Trial counsel doubtless believed that he was acting in the best interest of his client in recommending a guilty plea. A plea bargain had been struck. It was reasonable to assume that a jury would more likely believe a government agent than a convicted felon and narcotic addicts. But to this Court it appears utterly unreasonable for counsel to recommend a guilty plea to a defendant without first cautioning him that, no matter what, he should not plead guilty unless he believed himself guilty. Most certainly such a recommendation should not be made when the defendant in the past has maintained his innocence and has stated that he has two witnesses whom counsel has not attempted to interview. It may well have been trial counsel's opinion that even if defendant were innocent he would still be convicted. Such a view is not only cynical but unwarranted. Innocent men in the past have been convicted; but such instances have *730 been so rare and our judicial system has so many safeguards that no lawyer worthy of his profession justifiably may assume that an innocent person will be convicted.

Guilty pleas play a necessary and valid role in the criminal process. Plea bargaining, despite understandable criticism, also is proper. But guilty pleas and plea bargaining place a heavy responsibility on defense counsel to insure that neither the rights or interests of defendants nor the integrity of the judicial system are thereby jeopardized. This means that defense attorneys, in their roles as counsel and as officers of the Court, must exercise scrupulous care to see to it that an innocent man does not plead guilty.
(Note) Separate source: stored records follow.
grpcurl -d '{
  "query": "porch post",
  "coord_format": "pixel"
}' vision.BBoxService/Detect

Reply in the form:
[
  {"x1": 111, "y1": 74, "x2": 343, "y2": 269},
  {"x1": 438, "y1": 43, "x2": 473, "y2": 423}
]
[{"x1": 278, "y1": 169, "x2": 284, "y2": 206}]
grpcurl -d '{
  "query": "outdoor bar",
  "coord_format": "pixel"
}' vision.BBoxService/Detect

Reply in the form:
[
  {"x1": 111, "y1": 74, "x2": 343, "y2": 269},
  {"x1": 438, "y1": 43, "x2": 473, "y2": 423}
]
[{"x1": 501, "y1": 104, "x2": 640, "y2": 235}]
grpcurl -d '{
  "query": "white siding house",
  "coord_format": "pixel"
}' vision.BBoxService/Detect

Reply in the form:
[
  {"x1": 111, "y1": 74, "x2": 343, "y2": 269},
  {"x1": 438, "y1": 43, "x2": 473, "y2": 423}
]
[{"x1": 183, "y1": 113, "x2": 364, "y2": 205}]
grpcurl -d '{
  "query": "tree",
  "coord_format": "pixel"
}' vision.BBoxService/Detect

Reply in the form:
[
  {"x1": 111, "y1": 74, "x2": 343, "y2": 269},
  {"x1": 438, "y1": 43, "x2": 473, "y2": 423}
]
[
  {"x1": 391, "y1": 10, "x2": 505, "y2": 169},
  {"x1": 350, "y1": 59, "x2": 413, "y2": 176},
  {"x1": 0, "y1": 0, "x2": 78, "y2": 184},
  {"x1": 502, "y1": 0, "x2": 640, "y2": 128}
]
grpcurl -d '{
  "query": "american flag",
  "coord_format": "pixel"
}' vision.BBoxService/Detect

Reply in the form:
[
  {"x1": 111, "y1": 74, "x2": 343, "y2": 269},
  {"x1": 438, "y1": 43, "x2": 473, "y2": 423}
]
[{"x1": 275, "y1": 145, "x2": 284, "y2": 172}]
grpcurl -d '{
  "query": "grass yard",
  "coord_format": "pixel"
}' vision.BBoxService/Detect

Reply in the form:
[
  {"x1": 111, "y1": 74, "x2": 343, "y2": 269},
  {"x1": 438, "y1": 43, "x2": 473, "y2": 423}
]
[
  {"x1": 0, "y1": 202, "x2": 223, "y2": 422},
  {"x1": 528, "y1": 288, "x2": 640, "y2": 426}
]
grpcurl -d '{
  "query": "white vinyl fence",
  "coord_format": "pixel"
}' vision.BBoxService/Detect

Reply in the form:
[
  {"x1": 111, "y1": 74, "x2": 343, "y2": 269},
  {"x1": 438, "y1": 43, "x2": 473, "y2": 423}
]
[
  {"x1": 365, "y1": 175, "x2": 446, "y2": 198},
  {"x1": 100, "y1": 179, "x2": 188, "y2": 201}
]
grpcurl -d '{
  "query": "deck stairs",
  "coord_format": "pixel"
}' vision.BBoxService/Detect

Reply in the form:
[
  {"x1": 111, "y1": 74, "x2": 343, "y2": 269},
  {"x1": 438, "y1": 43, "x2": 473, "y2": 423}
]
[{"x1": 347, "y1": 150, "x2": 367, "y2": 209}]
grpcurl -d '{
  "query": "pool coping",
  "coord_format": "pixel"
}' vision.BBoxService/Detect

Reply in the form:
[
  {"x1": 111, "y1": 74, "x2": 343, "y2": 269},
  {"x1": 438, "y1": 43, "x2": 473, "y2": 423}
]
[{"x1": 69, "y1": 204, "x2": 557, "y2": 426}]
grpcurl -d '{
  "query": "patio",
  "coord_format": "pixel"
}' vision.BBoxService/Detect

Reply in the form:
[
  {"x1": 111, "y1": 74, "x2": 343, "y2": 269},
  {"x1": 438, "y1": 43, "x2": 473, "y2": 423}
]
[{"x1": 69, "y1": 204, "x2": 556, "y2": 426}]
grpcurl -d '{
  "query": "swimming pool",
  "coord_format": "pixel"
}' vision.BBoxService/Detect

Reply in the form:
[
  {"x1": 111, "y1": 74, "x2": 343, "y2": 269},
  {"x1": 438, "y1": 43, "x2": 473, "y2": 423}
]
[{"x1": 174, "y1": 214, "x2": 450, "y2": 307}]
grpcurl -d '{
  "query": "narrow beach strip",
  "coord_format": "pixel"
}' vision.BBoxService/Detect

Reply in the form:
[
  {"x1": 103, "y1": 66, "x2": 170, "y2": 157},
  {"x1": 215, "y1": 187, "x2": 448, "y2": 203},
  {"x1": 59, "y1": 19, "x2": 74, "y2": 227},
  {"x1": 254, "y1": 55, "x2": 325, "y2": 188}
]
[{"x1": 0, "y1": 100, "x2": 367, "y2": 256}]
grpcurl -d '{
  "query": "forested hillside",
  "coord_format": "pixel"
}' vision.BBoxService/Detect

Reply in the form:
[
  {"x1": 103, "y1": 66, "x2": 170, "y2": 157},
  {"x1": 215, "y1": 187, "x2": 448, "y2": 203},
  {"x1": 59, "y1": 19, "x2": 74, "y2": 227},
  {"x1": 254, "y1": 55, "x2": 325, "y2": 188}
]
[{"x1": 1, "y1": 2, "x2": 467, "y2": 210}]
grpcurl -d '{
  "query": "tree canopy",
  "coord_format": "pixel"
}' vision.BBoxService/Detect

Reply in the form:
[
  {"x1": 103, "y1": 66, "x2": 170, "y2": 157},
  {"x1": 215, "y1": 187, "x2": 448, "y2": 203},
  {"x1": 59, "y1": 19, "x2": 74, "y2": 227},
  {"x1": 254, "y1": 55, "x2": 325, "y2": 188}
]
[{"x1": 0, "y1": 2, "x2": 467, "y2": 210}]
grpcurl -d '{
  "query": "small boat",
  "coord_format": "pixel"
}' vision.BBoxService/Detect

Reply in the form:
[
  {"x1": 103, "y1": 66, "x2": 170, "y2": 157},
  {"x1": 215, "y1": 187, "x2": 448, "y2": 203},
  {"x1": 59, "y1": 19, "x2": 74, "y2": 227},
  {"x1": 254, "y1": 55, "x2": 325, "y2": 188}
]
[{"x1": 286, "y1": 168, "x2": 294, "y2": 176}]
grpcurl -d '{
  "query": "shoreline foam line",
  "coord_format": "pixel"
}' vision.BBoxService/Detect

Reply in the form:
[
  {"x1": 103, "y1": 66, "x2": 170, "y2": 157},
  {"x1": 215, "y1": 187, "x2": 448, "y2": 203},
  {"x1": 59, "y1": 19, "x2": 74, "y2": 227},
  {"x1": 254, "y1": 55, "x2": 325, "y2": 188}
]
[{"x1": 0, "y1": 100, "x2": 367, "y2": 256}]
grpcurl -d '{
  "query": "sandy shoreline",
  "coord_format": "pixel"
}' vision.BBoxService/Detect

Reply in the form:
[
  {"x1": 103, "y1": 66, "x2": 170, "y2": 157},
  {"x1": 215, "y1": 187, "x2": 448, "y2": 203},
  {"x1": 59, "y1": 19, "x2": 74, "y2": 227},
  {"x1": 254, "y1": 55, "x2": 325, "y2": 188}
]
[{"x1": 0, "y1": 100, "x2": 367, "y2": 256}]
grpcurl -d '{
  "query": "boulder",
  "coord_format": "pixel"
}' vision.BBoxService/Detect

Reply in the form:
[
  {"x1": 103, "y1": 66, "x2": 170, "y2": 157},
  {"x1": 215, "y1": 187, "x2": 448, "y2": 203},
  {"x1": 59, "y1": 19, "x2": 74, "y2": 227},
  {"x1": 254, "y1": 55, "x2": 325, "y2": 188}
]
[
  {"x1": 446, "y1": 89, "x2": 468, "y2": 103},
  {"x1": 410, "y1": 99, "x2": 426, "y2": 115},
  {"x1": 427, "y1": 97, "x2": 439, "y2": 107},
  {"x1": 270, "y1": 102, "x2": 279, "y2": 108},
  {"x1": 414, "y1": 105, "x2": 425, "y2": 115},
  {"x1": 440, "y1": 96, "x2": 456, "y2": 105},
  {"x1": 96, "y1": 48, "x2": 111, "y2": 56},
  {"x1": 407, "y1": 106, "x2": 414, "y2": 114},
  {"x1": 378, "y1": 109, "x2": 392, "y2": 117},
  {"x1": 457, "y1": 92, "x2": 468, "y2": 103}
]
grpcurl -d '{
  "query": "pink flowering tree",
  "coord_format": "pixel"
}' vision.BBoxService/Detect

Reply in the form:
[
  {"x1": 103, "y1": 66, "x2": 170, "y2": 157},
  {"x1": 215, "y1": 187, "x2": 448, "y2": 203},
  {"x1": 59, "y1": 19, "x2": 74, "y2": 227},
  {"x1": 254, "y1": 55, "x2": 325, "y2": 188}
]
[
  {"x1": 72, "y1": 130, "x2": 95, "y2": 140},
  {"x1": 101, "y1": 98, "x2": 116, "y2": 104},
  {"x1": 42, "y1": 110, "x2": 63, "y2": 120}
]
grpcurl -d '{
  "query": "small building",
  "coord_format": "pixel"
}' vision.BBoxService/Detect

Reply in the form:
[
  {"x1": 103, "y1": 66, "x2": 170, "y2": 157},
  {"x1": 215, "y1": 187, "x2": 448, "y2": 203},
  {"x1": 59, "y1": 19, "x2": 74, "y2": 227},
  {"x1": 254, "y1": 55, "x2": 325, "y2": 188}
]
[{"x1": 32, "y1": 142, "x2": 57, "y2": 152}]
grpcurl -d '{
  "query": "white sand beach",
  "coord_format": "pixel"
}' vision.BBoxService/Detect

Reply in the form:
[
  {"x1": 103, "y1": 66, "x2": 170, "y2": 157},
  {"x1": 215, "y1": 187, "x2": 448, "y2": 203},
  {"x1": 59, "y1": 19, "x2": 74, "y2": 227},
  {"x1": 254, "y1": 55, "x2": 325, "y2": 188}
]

That duty of counsel was not adequately performed here where defendant was told that he had the alternative of pleading to the lesser of three counts or almost certainly being convicted on all counts irrespective of his guilt. And that duty of counsel was further not scrupulously discharged here when trial counsel informed the Court that defendant would plead guilty, after which counsel thereafter stood mute while the Court accepted the plea.

The Court therefore believes, under the particular circumstance here present, that it is just and fair to vacate defendant's sentence; to permit the withdrawal of his guilty plea; to reinstate his pleas of not guilty to each of the three counts of the indictment (counts one and three being reinstated); and to permit the government, if it chooses, to proceed with the trial of defendant on the three count indictment.

The foregoing constitute the Court's findings of fact and conclusions of law pursuant to Rule 52, Fed.R.Civ.P.


ORDERED as follows:

(1) That defendant's sentence imposed by this Court on June 12, 1967 is vacated and his motion to withdraw his guilty plea to count two is granted.
(2) That counts one and three are reinstated, and defendant's pleas of not guilty to counts one, two and three are reinstated.
(3) That the government is granted twenty days in which to notice its case against defendant for trial on the earliest trial calendar or, in the alternative, to take such steps as it considers appropriate and to which it believes it is entitled to obtain appellate review of the instant order.
(4) That, if the government fails to act in accordance with the options granted in paragraph (3) above, defendant shall be released from custody twenty days from the date of this order.

[1] On June 30, 1967 defendant began serving a state sentence on an unrelated offense. He was paroled on March 26, 1968 and was turned over on that date to federal authorities to begin serving his three year federal sentence.

[2] The attorney whom defendant privately retained and who represented defendant prior to and after his plea of guilty but who does not represent him in the instant proceeding will be referred to as "trial counsel" in order to distinguish him from the court-appointed counsel who now represents defendant.